Pyspark TypeError when using reduceByKey function to sum text length

I would like to know why I am getting a type error when trying to calculate the total length of all characters within each list per given name (key), in the data below using the reduceByKey function.

data = [("Cassavetes, Frank", 'Orange'),
("Cassavetes, Frank", 'Pineapple'),
("Knight, Shirley (I)", 'Apple'),
("Knight, Shirley (I)", 'Blueberries'),
("Knight, Shirley (I)", 'Orange'),
("Yip, Françoise", 'Grapes'),
("Yip, Françoise", 'Apple'),
("Yip, Françoise", 'Strawberries'),
("Danner, Blythe", 'Pear'),
("Buck (X)", 'Kiwi')]

In an attempt to do this I tried to execute the code below;

rdd = spark.sparkContext.parallelize(data)
reducedRdd = rdd.reduceByKey( lambda a,b: len(a) + len(b) )
reducedRdd.collect()

The code above produces gives me the following error:

TypeError: object of type 'int' has no len()

The output I expected is as follows;

[('Yip, Françoise', 14), ('Cassavetes, Frank', 15), ('Knight, Shirley (I)', 8), ('Danner, Blythe', 'Pear'), ('Buck (X)', 'Kiwi')]

I have noticed the code below produces the desired results;

reducedRdd = rdd.reduceByKey( lambda a,b: len(str(a)) + len(str(b)) )

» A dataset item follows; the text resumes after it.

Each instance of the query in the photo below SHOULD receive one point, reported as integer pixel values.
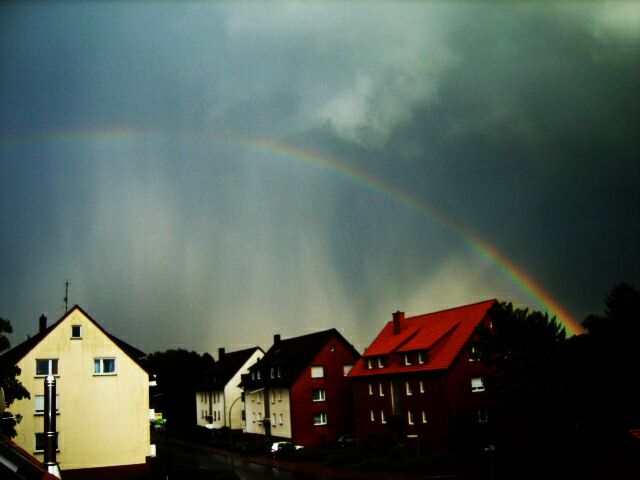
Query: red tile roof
(443, 334)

Though i am not sure why i would need to convert the variables a and b into strings if they are originally strings to begin with for example i am not sure how the 'Orange' in ("Cassavetes, Frank", 'Orange') can be considered an int.

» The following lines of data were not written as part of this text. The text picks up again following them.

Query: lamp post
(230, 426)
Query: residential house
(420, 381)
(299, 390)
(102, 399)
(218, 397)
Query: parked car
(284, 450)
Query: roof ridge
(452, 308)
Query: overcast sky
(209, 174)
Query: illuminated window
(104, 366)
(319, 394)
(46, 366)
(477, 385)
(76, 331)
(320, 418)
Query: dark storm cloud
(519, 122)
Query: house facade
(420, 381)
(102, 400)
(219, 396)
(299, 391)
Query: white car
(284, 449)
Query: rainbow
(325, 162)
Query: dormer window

PS i know i can use a number of other functions to achieve the desired results, but i specifically want to know why i am having issues trying to do this using the reduceByKey function.

Solution

The problem in your code is that the reduce function you pass to reduceByKey doesn't produce the same data type as the RDD values. The lambda function returns an int while your values are of type string.

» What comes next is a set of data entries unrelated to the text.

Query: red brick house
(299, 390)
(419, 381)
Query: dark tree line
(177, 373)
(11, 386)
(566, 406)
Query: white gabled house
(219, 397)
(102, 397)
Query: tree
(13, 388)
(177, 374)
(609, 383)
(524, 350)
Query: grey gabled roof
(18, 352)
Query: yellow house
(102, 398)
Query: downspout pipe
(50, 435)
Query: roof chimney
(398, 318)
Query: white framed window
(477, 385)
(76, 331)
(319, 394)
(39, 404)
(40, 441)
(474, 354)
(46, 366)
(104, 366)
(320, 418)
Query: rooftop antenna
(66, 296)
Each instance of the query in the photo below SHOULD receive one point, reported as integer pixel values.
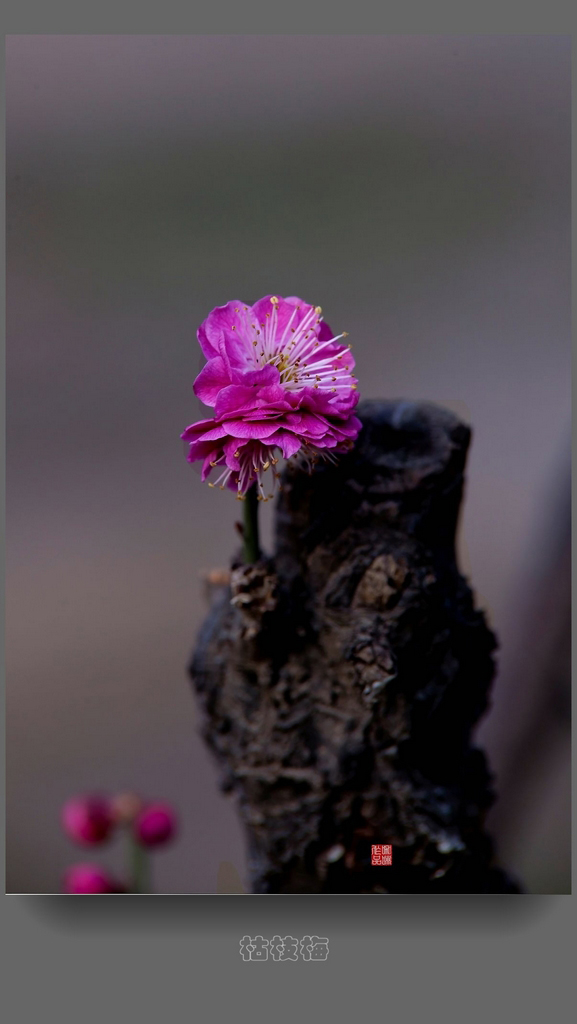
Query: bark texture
(341, 679)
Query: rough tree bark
(341, 679)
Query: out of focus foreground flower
(87, 820)
(280, 382)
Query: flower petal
(212, 378)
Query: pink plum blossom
(90, 879)
(155, 824)
(87, 820)
(280, 383)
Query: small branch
(251, 550)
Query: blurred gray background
(415, 186)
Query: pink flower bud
(156, 824)
(87, 820)
(83, 879)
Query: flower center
(301, 359)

To understand this simply consider how the reduce works. The function is applied to the first 2 values, then the result of the function is added to the third value, and so on...

Note that even the one that worked for you isn't actually correct. For example, it returns ('Danner, Blythe', 'Pear') instead of ('Danner, Blythe', 4).

You should first transform the values into their corresponding length then reduce by key :

reducedRdd = rdd.mapValues(lambda x: len(x)).reduceByKey(lambda a, b: a + b)
print(reducedRdd.collect())
# [('Cassavetes, Frank', 15), ('Danner, Blythe', 4), ('Buck (X)', 4), ('Knight, Shirley (I)', 22), ('Yip, Françoise', 23)]